“Ho sbagliato ma non sono un assassino”: parla Guede, unico condannato per l’omicidio di Meredith

29 Ott 2022 12:00 - di Greta Paolucci
Guede

Mentre Amanda Knox, scagionata dalle accuse per l’omicidio di Meredith Kertcher, in un’intervista rilasciata in esclusiva al settimanale Oggi in edicola da mercoledì 26 ottobre, continua a puntare il dito contro Rudy Guede, dichiarando – tra le altre cose –: «Resta un criminale». Con la ex ragazzina americana in trasferta studi a Perugia, oggi 35enne, che dopo i quattro anni di detenzione e un iter processuale complesso con vicende altalenanti che hanno punteggiato il caso giudiziario, ha definitivamente voltato pagina. È Rudy Guede l’unico a essere ancora intriso dell’orrore di quella vicenda. Ed è lui che torna spiegarne il perché e il disagio.

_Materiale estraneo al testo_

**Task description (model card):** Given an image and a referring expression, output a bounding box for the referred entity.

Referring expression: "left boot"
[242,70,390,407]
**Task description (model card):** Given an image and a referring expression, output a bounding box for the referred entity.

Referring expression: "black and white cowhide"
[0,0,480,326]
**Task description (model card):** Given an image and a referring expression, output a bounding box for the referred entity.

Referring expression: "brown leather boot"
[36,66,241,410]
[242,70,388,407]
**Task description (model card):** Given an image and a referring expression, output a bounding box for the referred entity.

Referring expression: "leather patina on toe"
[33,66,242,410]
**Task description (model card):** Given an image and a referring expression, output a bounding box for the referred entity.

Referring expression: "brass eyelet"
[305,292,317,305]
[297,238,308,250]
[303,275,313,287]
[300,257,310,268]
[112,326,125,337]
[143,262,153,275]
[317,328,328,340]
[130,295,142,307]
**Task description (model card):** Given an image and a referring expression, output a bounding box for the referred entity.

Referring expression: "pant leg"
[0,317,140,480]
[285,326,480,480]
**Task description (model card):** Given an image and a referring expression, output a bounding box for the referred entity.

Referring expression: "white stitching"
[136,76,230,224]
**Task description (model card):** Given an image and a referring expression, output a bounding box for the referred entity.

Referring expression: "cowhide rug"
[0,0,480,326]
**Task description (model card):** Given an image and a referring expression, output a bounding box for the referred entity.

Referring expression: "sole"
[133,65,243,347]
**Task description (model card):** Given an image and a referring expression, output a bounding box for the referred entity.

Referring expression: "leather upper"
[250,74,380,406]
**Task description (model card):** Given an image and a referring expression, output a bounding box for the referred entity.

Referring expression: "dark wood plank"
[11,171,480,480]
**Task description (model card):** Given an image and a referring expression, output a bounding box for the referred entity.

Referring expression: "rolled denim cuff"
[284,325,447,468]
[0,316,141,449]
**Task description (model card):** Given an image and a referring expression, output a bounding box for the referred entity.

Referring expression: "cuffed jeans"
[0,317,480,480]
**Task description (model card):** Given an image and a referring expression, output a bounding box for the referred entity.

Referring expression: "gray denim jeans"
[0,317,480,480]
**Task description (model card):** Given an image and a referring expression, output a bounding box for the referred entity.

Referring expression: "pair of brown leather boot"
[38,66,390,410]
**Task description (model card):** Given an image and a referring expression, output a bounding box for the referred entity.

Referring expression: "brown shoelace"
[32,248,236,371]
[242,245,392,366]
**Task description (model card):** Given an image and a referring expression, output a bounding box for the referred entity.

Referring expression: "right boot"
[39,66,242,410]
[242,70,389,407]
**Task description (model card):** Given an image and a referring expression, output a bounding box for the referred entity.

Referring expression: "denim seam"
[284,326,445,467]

Omicidio di Meredith, l’intervista di Rudy Guede al “Corriere della sera”

Amanda Knox è tornata a Seattle. Ha scritto un’autobiografia, Waiting to be heard, in cui ha raccontato l’esperienza del carcere. Si è sposata. Circa un anno fa ha avuto una bambina. E con il marito Chris Robinson produce un podcast e fa attivismo preventivo contro gli errori della giustizia (e a sostegno di chi ne rimane vittima). L’ex fidanzato di quegli anni bui, Raffaele Sollecito, anche lui assolto nel 2015, dopo essersi laureato in carcere, oggi lavora come ingegnere informatico ed elettronico nell’ambito della progettazione di siti internet, videogiochi e droni. Chi ha avuto sulle sue spalle l’intera responsabilità di quel delitto è il giovane ivoriano, condannato per l’omicidio della povera Meredith.

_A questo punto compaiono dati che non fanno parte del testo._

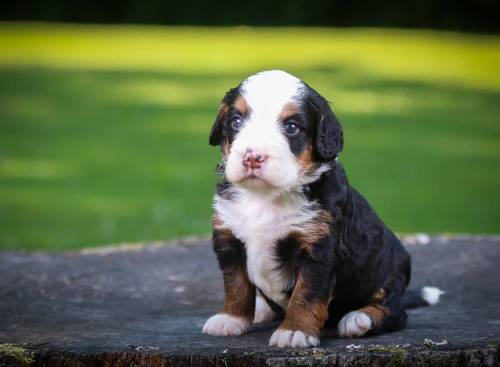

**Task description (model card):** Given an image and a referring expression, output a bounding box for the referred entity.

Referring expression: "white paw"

«Io c’ero in quella casa… Ma io non ho ucciso Meredith»…

«Io c’ero in quella casa, chi lo nega? C’erano le mie tracce sul luogo del delitto, certo. Mica stavo fermo in un angolo. Ero con Meredith, ci siamo scambiati effusioni. Abbiamo avuto un approccio sessuale, sono andato al bagno, ho provato a fermare il sangue che le usciva dal collo… Ovvio che ci fossero le mie tracce in giro. Ma l’ho detto quando credevano che mentissi per evitare la condanna. Lo ripeto più che mai adesso che ho finito di pagare il mio conto alla Giustizia: io non ho ucciso Meredith». Così Rudy Guede in una intervista al Corriere della Sera.

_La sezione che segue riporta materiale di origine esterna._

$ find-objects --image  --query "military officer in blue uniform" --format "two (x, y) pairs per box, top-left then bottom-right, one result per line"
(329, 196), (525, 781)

«Ma non aver chiesto aiuto resta la mia grandissima colpa»…

«La giustizia italiana – sottolinea – dice che ho compiuto un crimine con due persone specifiche, ma non come autore materiale. Loro escono di scena, quindi il carcere lo sconta una persona che non si capisce di cosa sia colpevole e con chi. Un condannato impossibile. O forse il condannato ideale: il negretto senza famiglia, senza spalle coperte, senza un soldo…». È vero, «la paura ha preso il sopravvento e sono scappato come un vigliacco lasciando Mez forse ancora viva. Di questo non finirò mai di pentirmi. Ma avevo 20 anni e avevo davanti una ragazza agonizzante. L’ho soccorsa, ma poi la mente è andata in tilt. Magari sarebbe morta lo stesso, ma non aver chiesto aiuto resta la mia grandissima colpa».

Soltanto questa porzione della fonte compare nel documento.